It is neither a universe pure and simple nor a multiverse pure and simple. — William James, Pragmatism
Is the universe one or many? Or to put it another way, are we hedgehogs or foxes? Isaiah Berlin, philosopher, cultural critic, and wise man, wrote an essay years ago about this with the focus on Tolstoy’s view of history. It has taken on a life of its own over the years, known mostly for the first few pages where Berlin sets the context. “There is a line among the fragments of the Greek poet Archilochus,” he writes, ‘The fox knows many things, but the hedgehog knows one big thing.’ ” If we take the line figuratively it divides the world up into two groups: those who relate everything to one single, unifying vision, overarching everything and giving meaning to all things, down to the minutest detail. Those are the hedgehogs, and Berlin counts among their august company such figures as Dante, Plato, Lucretius, Pascal, Hegel, Dostoevsky, Nietzsche, and Proust.
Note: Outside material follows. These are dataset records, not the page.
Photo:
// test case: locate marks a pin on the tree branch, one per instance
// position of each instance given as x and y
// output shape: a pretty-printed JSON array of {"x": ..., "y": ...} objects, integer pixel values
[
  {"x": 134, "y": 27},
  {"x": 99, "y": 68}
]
On the other side, across the vast chasm that divides the two, are the foxes, those who pursue many ends, related or not, usually contradictory in their purposes, and connected only in some de facto way. Their ideas, notes Berlin, are centrifugal rather than centripetal, flying outward unencumbered by any “fanatical, unitary inner vision.” Shakespeare, according to Berlin, is just such an animal, as is Herodotus, Aristotle, Montaigne, Erasmus, Moliere, Goethe, Pushkin, and Joyce. And maybe we could add Woody Allen, John Lennon, Jack Kerouac, Susan Sontag, and Robin Williams.